True or not, we can still help you make your business stand out, even if you aren’t a top-two market leader, very differentiated, or cheapest. And with a little effort, you can still “own” a position in the mind of certain customers – especially in smaller or local markets.
Your Brand Truth
Your company brand is the perceived emotional corporate image as a whole – and is more than colors and fonts and a logo. It must be authentic and stand for something and possess integrity. This must be true across the entire company, and it must aim to be true across all interactions with clients, vendors, candidates, and employees.
The brand should be internally and externally consistent; we are who we say we are.
The Brand Identity
Your brand identity is made up of all the visual aspects that form part of the overall brand. It is the sum of the parts that reach across the logo (the symbol of our entire identity/brand), stationery (letterhead, business cards, etc.), marketing collateral (brochures, sales decks, websites, etc.), product / service packaging, customer service, signage, communication and actions and personality of employees and the firm, and anything else that represents, or supports the brand.
The Company Logo
Your logo is both the identity and brand shown as one symbol (mark or icon) in its simplest form used as a way to symbolize and identify a business – not explain or sell the business and/or products or services.
The Brand Essence
Your brand essence is the heart and soul of the brand, and we see it most often stated in one, two or three words in the pattern of “adjective adjective noun”. The brand essence is not something we write on our site or push out as content. It is more like a set of mental anchors. The essence is felt. Driving a Harley might make you feel independent or liberated. Driving a Volvo might make you feel safe.
Unique Selling Proposition (USP)/ Value Propositions
To build a strong USP, we need to define the key values and benefits that your customers receive from buying your services. We need to understand how customers feel after using your service. We need to clearly articulate how your company is different and stands out from competitors. And we need to explain how you would like customers to think about your company.

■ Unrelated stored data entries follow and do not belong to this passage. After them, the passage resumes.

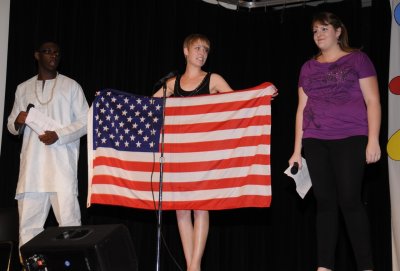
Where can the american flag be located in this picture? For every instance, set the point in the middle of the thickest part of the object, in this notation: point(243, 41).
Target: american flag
point(216, 151)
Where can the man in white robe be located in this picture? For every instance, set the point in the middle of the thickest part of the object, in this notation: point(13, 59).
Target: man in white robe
point(48, 159)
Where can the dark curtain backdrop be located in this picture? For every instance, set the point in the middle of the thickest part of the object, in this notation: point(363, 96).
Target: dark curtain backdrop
point(129, 45)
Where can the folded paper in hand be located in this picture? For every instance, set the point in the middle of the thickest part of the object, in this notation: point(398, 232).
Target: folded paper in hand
point(39, 122)
point(301, 178)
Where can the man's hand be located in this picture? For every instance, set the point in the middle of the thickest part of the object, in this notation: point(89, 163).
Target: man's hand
point(49, 137)
point(20, 120)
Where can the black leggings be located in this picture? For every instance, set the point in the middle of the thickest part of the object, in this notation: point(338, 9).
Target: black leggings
point(336, 169)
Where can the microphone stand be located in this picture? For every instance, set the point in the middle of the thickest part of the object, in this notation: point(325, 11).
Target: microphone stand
point(159, 210)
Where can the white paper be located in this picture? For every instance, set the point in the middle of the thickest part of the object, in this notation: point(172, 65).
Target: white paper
point(301, 178)
point(39, 122)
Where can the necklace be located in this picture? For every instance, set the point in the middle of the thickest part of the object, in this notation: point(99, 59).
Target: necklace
point(52, 91)
point(183, 93)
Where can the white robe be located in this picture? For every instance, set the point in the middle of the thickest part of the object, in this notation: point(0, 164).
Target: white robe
point(51, 168)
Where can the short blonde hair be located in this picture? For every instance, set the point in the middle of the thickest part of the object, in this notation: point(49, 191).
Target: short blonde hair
point(193, 38)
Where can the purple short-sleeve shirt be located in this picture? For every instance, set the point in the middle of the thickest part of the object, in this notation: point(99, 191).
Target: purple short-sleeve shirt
point(335, 106)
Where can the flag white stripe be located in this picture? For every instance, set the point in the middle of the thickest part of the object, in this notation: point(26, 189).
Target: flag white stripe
point(258, 190)
point(186, 157)
point(244, 113)
point(217, 135)
point(215, 174)
point(218, 98)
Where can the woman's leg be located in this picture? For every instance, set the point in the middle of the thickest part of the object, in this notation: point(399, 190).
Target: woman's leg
point(185, 225)
point(321, 172)
point(193, 236)
point(201, 225)
point(349, 168)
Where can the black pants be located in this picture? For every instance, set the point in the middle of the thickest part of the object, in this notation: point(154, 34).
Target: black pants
point(336, 169)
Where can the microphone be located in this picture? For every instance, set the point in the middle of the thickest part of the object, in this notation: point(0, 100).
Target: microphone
point(29, 107)
point(295, 168)
point(162, 81)
point(22, 129)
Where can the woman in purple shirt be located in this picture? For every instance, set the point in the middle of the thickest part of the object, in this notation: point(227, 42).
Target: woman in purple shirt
point(337, 125)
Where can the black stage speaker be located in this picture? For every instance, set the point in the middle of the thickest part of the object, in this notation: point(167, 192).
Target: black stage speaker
point(83, 248)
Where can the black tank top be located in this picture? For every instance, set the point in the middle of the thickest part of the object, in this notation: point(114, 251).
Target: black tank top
point(202, 88)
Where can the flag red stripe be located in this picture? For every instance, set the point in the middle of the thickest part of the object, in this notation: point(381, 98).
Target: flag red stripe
point(217, 144)
point(213, 204)
point(215, 108)
point(215, 126)
point(182, 166)
point(183, 186)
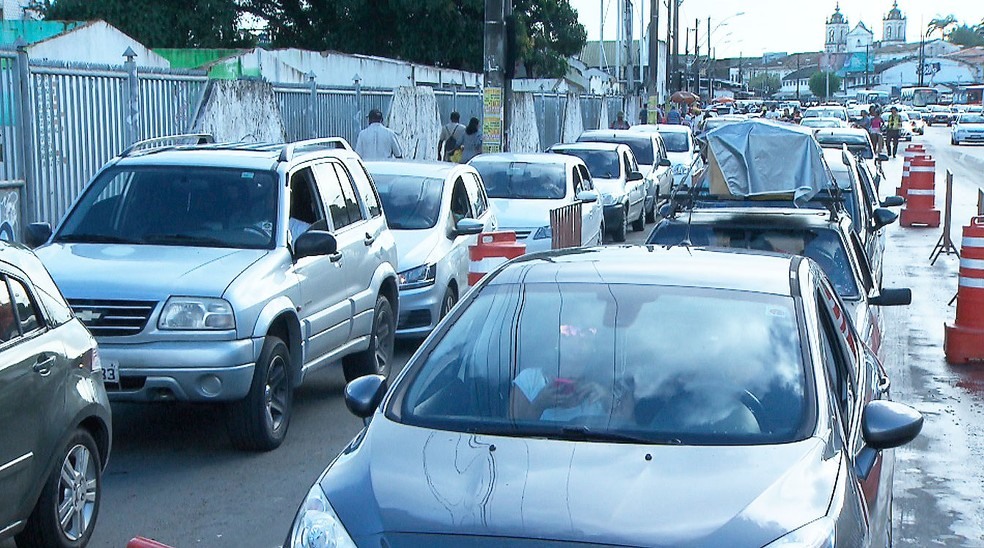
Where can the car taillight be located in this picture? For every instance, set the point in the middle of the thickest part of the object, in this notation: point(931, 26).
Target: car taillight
point(90, 360)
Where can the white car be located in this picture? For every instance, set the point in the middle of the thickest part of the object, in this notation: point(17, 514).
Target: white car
point(434, 211)
point(681, 148)
point(617, 179)
point(968, 128)
point(524, 188)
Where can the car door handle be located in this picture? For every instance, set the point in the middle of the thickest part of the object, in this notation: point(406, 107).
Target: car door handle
point(43, 365)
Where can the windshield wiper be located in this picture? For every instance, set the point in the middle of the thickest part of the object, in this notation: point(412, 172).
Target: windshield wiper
point(95, 239)
point(185, 239)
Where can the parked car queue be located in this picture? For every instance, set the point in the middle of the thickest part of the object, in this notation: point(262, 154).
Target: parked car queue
point(431, 213)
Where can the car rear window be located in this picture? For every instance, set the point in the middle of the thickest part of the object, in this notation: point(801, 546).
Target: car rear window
point(599, 362)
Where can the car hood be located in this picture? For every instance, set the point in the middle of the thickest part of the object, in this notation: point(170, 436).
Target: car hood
point(414, 247)
point(523, 214)
point(144, 272)
point(399, 478)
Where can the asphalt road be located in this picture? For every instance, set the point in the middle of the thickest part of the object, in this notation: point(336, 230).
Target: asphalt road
point(174, 476)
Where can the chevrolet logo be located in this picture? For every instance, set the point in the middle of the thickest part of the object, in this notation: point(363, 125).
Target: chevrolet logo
point(88, 315)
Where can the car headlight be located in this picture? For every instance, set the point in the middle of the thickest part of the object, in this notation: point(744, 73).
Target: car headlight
point(197, 313)
point(317, 525)
point(422, 276)
point(816, 534)
point(543, 233)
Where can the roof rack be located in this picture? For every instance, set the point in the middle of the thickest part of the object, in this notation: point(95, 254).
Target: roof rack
point(168, 141)
point(324, 143)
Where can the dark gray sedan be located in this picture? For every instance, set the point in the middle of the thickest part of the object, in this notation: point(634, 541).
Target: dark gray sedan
point(630, 396)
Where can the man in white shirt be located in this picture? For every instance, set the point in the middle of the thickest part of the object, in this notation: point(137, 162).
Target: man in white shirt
point(377, 142)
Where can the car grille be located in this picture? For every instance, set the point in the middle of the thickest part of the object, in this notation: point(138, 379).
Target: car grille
point(113, 318)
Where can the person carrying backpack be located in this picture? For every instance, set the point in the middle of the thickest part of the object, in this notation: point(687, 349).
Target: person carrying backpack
point(452, 135)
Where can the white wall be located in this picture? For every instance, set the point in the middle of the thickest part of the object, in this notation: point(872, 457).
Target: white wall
point(97, 43)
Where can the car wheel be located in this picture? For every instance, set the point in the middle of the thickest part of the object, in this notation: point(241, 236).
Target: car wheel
point(378, 358)
point(640, 223)
point(448, 302)
point(619, 234)
point(259, 421)
point(66, 511)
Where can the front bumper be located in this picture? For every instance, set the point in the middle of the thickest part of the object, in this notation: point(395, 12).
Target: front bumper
point(182, 371)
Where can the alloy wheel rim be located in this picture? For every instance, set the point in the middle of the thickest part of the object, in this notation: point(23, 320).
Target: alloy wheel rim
point(77, 489)
point(276, 393)
point(384, 341)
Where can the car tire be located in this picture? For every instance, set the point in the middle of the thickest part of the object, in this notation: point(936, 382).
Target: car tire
point(259, 421)
point(378, 358)
point(448, 301)
point(618, 235)
point(78, 468)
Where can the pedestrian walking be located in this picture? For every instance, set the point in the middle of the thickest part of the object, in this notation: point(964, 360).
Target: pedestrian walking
point(893, 129)
point(620, 122)
point(472, 142)
point(451, 137)
point(377, 142)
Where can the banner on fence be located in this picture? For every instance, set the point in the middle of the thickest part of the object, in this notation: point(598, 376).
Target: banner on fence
point(492, 120)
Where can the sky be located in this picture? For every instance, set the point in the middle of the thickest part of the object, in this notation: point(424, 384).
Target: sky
point(775, 25)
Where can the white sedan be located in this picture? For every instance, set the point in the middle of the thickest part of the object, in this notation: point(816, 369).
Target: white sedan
point(524, 188)
point(969, 128)
point(434, 210)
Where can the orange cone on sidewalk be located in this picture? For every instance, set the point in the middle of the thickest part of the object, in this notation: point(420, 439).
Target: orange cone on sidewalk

A clear employer brand speaks directly to the right-fit active and passive candidates you want to hire most. This is where it’s important to share your culture, leadership styles, and more. If you want to attract people with an entrepreneurial mindset, it’s not enough to say “we have free parking and 10 food trucks downstairs during lunch.”
Share your important employer value propositions. Mention that your CEO leads with trust, and does not “command and control”. Discuss the innovative spirit of your culture, or what working in the job or company will set people up to do in the future. Explain how your company rewards taking chances and accepts, even encourages, the right kinds of failure.
Bottom line: If you want to attract specific candidate characteristics into your company, you must connect your value propositions to the needs and desires of the candidates you want most.
The Brand Promise
Your brand promise is usually stated as one clear sentence that communicates the one thing that the brand intends to own in the target customer’s mind. It must be understandable, believable, differentiating, and compelling. We want it to claim three ideal qualities: it must be important to the target customer, your company must be uniquely suited to deliver it, and competitors are not addressing it.
The “About Us” Statement
The “About Us” paragraph should be simple, clear and use some (but not all) of the keywords you want to push out through your channels. Try to keep the About Us paragraph to no more than 100 words (not including a brief “call-to-action” with links to website and social.